In her complaint, Gilliam said she became pregnant in April 2015, at which point she requested “light duty or transfer to a less physically demanding job” to avoid any heavy lifting that might endanger her pregnancy. She said she was told “light duty” was only available “to employees on workers’ compensation.”

Gilliam claimed her requests for a chair, shorter work days, or additional breaks were also denied. She said that eventually, she was forced to transfer to a part-time job within the company, resulting in a pay cut and loss of benefits.

In November 2015, Gilliam said she submitted a doctor’s note to the company identifying a five pound lifting restriction. Walmart, in response, immediately placed her on unpaid FMLA (parental) leave, two full months before she was due to deliver.

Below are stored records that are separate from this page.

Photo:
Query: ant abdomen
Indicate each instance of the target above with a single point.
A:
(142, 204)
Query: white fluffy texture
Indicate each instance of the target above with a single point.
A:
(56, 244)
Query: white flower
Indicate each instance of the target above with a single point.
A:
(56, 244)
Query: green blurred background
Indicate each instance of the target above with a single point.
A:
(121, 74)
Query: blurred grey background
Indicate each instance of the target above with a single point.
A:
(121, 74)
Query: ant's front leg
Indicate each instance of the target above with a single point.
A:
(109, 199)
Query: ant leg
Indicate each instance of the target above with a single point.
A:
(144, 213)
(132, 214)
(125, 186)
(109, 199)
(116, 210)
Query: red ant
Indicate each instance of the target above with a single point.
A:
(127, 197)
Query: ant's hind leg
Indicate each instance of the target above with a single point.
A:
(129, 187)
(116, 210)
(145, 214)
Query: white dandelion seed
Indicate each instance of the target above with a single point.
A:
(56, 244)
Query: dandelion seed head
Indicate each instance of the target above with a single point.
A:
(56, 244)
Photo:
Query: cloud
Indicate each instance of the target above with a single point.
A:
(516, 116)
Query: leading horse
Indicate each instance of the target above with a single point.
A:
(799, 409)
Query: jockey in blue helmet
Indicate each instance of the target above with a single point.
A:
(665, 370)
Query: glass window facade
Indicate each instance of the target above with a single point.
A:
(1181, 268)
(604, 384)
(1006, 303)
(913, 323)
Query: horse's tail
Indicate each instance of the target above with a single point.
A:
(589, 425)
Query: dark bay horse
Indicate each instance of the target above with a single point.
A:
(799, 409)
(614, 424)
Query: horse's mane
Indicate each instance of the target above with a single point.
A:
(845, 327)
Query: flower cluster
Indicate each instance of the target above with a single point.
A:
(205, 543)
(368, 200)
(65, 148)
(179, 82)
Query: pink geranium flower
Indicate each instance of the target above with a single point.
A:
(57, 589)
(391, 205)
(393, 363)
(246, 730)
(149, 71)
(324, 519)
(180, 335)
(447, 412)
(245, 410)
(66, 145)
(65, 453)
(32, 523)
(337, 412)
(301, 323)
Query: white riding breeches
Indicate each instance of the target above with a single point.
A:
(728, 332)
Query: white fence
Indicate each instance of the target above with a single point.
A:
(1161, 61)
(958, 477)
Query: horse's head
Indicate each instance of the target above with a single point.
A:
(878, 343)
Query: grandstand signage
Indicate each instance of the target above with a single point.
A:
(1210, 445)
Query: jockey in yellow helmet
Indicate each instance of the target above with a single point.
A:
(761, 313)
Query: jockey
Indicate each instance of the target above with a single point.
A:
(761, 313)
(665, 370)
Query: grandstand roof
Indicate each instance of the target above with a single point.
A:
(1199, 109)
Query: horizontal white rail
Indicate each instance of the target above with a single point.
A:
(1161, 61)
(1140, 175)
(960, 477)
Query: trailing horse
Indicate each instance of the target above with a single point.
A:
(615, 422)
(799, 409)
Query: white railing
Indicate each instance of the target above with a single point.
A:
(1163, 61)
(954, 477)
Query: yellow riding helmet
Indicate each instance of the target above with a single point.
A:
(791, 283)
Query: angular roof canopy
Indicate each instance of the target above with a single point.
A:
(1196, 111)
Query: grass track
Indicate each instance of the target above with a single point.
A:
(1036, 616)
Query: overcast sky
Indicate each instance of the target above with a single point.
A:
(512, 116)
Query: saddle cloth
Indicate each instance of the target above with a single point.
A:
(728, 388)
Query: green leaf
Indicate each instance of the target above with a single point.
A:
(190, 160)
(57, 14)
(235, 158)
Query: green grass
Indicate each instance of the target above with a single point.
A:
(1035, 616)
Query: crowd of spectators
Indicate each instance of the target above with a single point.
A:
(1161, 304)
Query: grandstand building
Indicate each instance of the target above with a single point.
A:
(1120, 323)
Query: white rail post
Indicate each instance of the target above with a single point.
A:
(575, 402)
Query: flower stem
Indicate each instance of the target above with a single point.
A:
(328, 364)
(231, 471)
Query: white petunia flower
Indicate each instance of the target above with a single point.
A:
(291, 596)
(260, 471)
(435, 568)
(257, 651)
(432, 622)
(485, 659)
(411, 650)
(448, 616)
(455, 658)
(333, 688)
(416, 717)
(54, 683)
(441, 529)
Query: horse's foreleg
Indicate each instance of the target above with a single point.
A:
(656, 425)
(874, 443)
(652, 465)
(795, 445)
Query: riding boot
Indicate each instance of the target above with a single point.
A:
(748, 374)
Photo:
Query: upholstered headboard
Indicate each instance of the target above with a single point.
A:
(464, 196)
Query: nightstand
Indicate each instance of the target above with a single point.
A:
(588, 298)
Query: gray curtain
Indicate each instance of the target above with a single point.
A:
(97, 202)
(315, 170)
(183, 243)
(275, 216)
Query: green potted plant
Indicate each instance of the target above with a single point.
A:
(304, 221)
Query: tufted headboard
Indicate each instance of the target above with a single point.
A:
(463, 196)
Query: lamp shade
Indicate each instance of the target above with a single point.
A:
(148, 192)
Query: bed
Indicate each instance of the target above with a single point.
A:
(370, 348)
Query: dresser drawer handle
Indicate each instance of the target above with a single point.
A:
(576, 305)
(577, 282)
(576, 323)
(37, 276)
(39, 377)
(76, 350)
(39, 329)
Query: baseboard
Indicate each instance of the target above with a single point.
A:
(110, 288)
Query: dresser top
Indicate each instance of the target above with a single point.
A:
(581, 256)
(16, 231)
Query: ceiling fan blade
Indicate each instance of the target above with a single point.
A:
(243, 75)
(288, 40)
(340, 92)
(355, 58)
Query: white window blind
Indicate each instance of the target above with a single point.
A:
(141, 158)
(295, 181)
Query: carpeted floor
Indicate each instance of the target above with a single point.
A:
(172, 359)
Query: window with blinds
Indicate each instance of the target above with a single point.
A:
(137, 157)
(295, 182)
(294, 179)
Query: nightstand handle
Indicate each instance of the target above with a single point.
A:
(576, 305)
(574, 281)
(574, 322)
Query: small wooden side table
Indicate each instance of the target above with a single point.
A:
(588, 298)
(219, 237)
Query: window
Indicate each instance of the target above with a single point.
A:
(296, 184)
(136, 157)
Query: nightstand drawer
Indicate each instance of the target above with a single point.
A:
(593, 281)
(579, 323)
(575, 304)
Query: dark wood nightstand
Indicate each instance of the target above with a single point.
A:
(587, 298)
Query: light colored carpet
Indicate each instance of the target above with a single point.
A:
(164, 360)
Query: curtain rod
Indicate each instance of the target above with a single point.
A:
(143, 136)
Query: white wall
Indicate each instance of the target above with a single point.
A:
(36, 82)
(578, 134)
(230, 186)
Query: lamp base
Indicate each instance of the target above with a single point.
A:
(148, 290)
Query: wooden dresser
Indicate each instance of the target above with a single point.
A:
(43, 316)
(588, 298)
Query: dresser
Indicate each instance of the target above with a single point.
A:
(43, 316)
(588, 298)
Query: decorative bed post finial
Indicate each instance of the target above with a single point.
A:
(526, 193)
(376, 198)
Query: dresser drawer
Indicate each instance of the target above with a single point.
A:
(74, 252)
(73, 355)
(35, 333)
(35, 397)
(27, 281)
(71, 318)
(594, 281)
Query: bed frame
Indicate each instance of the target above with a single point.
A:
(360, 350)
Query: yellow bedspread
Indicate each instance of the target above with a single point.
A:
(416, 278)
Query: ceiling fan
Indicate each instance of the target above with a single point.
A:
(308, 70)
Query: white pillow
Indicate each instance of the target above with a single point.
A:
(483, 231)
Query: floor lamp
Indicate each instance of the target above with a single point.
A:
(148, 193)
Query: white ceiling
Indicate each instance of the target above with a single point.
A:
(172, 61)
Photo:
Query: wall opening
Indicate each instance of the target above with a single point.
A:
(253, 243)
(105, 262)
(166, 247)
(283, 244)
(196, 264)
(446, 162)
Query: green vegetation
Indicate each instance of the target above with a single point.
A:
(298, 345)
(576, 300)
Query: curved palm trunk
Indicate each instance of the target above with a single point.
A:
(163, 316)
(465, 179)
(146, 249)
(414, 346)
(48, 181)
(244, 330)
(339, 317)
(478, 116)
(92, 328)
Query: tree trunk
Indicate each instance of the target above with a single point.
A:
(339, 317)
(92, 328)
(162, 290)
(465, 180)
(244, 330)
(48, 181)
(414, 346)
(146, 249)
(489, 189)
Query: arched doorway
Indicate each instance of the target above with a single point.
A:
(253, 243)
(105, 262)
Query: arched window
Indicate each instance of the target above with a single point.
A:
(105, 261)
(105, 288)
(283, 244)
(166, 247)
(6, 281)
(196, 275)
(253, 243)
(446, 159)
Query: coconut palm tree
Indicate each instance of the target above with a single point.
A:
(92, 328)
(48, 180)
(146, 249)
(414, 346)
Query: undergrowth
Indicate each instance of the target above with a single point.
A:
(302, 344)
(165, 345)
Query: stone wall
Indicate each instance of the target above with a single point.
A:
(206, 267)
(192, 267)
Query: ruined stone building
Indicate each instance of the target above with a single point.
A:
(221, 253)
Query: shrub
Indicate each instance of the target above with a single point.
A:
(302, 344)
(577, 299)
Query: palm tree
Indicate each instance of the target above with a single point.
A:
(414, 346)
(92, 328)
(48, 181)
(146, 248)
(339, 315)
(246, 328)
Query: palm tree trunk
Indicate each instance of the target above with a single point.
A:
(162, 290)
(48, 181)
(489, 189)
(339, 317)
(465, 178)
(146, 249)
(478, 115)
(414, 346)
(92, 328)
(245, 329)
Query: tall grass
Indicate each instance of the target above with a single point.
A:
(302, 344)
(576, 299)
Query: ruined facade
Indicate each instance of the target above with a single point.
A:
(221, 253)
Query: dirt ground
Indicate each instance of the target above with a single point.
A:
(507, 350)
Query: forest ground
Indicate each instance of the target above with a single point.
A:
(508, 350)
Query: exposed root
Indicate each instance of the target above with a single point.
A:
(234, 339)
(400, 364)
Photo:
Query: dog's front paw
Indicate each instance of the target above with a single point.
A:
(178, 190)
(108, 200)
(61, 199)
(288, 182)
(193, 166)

The company allegedly denied requests for accommodations for other pregnancy-related medical restrictions made by other pregnant employees at the distribution center, the suit argues.

By contrast, Walmart “accommodated non-pregnant employees who were similar in their ability or inability to work.”

“For example, Defendant accommodated [distribution center] employees who had restrictions due to work-related injuries by providing them with light duty,” the suit reads.

“Defendant deprived Gilliam and a class of female employees of equal employment opportunities and otherwise adversely affect their status as employees, because of their sex and pregnancy.”

Julianne Bowman, the EEOC’s district director in Chicago, said in a statement Friday that Walmart’s alleged refusal to accommodate the pregnant workers amounted to a violation of federal law.

“What our investigation indicated is that Walmart had a robust light duty program that allowed workers with lifting restrictions to be accommodated,” she said. “But Walmart deprived pregnant workers of the opportunity to participate in its light duty program. This amounted to pregnancy discrimination, which violates federal law.”

The EEOC said it is seeking “full relief, including back pay, compensatory and punitive damages, and non-monetary measures to correct Walmart’s practices going forward.”

In a statement Friday, Walmart spokesperson Randy Hargrove responded to the suit, saying the company’s anti-discrimination policies were in full compliance with the law.

“Our accommodations policy has been updated a number of times over the last several years and our policies have always fully met or exceeded both state and federal law,” he said.

The nation’s largest private employer, Walmart is reportedly facing similar lawsuits in other states, including Illinois and New York. In May last year, Hargrove issued a statement insisting the company was “a great place for women to work.”

According to Reuters, the company requested to have the Illinois suit tossed out earlier this year, but was denied. The New York suit is currently pending.